September 20, 2022
Back in the day, no executive worth his or her salt would dream of going into the office or a meeting without a briefcase. A hard-shell, rectangular box with two brass snap clasps and a monogram, the briefcase held all of an executive’s hard work – or at least a pad of paper and a felt-tip pen for taking notes.
Well, Dix & Eaton co-founder Henry Eaton had three briefcases over his nearly 50-year career. Henry was in the room to help craft his clients’ most important messages and counsel them through good times and bad. He was a trusted advisor to many CEOs in the Cleveland area, known as a great listener and confidant. His briefcase accompanied him to these high-level, high-stakes meetings.
When Henry retired from Dix & Eaton in 1999, he passed these briefcases (and the firm) on to our then- CEO, Scott Chaikin. When Henry died in 2003, Scott passed two of the briefcases on to long-time Dix & Eaton employees Gary Pratt and Gary Wells, both friends of Henry. When Gary Pratt retired in 2016, he passed Henry’s briefcase on to me during a speech at his retirement party.

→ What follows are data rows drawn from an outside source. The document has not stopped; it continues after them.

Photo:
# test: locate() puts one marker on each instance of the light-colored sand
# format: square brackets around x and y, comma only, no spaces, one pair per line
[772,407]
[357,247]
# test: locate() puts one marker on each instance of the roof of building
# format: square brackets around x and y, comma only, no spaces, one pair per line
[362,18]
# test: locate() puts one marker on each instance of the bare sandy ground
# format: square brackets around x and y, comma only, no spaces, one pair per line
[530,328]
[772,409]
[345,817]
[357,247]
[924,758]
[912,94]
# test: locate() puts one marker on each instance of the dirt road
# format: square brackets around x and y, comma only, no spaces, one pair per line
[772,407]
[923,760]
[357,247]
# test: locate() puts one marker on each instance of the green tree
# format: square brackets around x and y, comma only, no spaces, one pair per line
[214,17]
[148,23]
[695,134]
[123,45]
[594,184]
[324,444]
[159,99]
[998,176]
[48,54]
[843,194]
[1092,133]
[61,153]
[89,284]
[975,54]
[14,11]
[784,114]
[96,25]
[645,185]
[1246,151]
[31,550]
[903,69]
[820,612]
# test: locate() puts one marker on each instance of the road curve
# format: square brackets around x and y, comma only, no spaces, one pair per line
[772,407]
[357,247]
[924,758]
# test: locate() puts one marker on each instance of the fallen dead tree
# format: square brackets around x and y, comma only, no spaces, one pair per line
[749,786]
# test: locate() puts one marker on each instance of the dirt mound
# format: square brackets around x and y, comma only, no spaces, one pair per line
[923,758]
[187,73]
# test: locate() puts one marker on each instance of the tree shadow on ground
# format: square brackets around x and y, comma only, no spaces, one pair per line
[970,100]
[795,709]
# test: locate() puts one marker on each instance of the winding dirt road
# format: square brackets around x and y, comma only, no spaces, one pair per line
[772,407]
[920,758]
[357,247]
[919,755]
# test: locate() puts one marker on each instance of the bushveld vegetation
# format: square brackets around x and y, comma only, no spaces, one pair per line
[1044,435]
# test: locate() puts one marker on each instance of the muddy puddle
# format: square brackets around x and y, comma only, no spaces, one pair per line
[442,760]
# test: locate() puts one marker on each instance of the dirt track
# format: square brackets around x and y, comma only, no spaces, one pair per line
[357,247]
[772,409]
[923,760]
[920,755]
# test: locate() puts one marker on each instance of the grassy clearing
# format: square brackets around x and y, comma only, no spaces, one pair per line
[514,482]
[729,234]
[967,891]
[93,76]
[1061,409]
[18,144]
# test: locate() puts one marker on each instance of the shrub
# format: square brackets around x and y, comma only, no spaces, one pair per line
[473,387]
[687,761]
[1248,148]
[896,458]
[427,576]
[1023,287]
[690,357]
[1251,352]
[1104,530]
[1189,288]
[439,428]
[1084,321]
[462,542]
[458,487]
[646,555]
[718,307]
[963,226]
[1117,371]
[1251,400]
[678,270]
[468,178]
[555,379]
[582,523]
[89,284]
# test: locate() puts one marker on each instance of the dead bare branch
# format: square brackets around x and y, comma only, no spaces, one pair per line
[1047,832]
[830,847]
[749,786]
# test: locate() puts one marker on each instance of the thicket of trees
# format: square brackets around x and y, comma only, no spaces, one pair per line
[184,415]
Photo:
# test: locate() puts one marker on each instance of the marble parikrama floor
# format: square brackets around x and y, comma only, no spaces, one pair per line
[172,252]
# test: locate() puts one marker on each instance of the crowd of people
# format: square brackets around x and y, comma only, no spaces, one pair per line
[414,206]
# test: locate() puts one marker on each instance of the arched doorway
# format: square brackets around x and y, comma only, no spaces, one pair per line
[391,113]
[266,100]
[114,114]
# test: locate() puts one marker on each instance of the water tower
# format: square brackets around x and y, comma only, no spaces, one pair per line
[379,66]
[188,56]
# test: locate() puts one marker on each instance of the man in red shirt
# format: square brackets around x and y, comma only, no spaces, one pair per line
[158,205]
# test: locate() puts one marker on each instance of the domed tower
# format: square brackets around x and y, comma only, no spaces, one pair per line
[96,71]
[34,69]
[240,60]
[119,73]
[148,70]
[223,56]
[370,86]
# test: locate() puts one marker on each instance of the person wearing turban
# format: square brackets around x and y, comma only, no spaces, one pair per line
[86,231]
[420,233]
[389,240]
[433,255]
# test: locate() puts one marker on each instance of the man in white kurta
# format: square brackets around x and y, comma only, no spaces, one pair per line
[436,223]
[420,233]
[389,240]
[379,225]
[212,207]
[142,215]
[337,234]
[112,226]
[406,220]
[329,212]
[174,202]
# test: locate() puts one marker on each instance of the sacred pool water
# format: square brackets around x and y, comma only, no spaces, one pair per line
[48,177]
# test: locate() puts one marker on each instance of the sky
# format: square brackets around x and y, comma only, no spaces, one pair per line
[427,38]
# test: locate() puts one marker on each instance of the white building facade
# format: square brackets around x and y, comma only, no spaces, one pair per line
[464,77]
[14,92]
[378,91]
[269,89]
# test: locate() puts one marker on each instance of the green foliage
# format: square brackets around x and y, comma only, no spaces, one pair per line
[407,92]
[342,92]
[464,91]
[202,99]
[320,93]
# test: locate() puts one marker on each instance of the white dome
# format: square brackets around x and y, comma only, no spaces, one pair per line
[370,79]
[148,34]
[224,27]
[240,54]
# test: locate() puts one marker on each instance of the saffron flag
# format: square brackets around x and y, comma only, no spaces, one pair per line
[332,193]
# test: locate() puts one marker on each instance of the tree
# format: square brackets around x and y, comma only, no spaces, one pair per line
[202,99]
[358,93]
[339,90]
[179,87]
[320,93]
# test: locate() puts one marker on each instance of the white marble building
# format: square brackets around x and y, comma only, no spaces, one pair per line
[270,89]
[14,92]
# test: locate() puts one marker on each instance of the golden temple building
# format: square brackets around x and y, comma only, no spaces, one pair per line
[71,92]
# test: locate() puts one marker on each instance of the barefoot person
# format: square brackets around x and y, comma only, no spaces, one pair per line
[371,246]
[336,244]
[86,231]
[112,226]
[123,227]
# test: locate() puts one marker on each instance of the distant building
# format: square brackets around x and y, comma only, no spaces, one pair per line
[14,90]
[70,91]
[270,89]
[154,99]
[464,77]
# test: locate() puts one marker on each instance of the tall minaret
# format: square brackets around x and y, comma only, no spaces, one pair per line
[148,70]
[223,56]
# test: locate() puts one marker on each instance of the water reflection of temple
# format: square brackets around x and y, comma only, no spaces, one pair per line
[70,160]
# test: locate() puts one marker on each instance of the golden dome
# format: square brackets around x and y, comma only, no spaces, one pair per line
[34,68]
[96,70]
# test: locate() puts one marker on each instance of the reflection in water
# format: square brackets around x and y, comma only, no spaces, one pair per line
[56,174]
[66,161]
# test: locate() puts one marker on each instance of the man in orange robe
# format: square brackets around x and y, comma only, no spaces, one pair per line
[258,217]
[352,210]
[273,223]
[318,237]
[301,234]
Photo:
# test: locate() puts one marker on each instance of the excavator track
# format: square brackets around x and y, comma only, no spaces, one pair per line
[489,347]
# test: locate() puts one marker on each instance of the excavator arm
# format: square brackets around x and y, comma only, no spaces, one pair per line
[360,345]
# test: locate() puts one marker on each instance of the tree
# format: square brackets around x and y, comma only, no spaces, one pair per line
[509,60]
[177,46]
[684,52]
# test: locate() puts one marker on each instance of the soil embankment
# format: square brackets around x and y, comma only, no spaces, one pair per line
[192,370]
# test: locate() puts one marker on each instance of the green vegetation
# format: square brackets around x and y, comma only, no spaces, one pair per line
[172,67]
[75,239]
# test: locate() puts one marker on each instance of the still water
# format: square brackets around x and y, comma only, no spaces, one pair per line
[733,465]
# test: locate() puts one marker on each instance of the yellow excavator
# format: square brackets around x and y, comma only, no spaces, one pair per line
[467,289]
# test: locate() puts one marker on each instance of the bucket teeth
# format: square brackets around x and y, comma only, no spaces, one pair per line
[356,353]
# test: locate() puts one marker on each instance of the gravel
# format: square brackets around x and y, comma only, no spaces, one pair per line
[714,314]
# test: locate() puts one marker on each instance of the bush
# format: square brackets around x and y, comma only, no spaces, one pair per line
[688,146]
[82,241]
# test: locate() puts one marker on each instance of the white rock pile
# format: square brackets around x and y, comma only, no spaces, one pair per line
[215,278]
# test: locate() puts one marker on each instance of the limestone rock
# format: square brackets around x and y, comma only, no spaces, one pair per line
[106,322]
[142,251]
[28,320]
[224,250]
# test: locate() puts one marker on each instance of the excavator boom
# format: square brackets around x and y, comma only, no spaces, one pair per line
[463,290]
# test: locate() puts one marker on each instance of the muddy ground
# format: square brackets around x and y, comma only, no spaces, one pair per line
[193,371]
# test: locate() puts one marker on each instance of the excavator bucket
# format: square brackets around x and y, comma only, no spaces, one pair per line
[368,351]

Now, Henry’s hard-shell, rectangular box with two, brass snap clasps and his HFE monogram sit proudly in my office – a symbol of the legacy that Henry Eaton built. A symbol of integrity and trust. A piece of Dix & Eaton’s storied history. I am honored and proud to have received it and to continue to be reminded of what it means to all of us who knew and respected Henry.